Collapsing Carrying Capacity… Tragedy of Overshooting

I am of the opinion that the economy is overshooting its natural sustainable level at the moment. There are problems that can occur from that. Below I give a warning from the field of Population Ecology.

Stocks are rising to records partly on the back of a lower labor share in 3rd quarter 2014, which today was adjusted down from 97.3 to 96.2 (non-farm business sector). That is a big adjustment. The profits seen in the stock market are partly based on a big hit to labor share.

Along with the hit to labor share, firms are stepping up hiring in an effort to support profit rates.

You see some talk that maybe the Fed will start to raise its base rate earlier in 2015. From Tim Duy

“They (the Fed) may be less pleased that stocks keeps hitting record highs as it suggests that financial conditions are easing somewhat, thus perhaps necessitating a faster pace of rate hikes.
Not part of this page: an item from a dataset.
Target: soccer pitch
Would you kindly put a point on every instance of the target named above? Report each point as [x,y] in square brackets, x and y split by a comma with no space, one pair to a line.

Over the longer run, I remain wary of the flattening yield curve.”

So the economy is gaining great momentum with nominal rates still at the zero lower bound. Are we overshooting?

The Principle of Overshoot

In the field of Population Ecology, there is a principle for overshooting the carrying capacity of an environment. Population can be sustained at the carrying capacity of an environment. The idea of overshoot is that if the carrying capacity is exceeded too much, the environment will be damaged and carrying capacity will collapse. What does overshooting look like? (source 1, source 2)

overshoot

The carrying capacity would be like the natural level of output for an economy. If the economy is pushed too far beyond it, we could actually do damage to the economy, such that potential output would drop even further afterwards. The next recession would be that much more grueling.
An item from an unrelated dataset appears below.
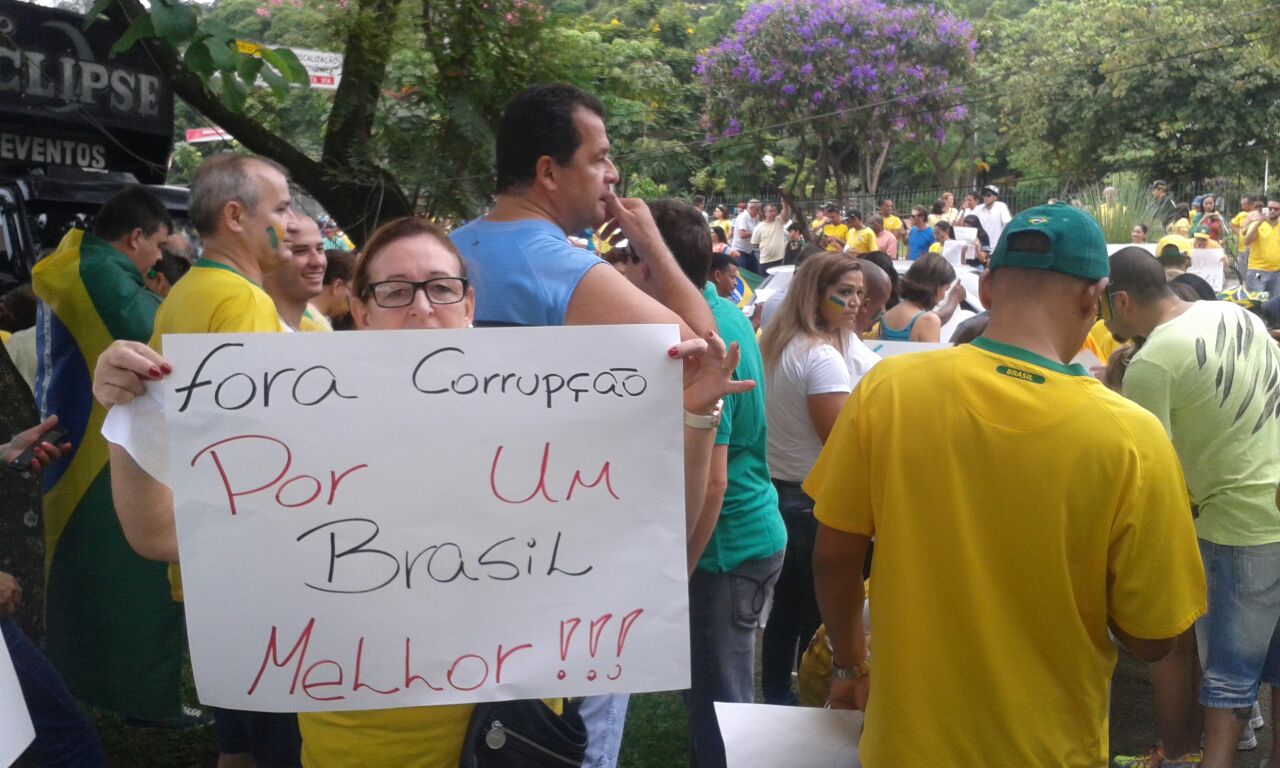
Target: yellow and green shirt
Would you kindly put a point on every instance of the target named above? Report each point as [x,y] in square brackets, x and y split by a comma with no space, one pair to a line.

I know Krugman and others push for overshooting saying that the risks of tightening monetary policy too soon outweigh the benefits. But overshooting has a great risk too. And Krugman acknowledges that we do not know where the natural level of potential output is.

Is secular stagnation the result of overshooting sustainability with years of bubbles before the crisis? Maybe, but I think the drop in labor share is more to blame. However, we still need to be careful that policies are not causing a tremendous overshoot.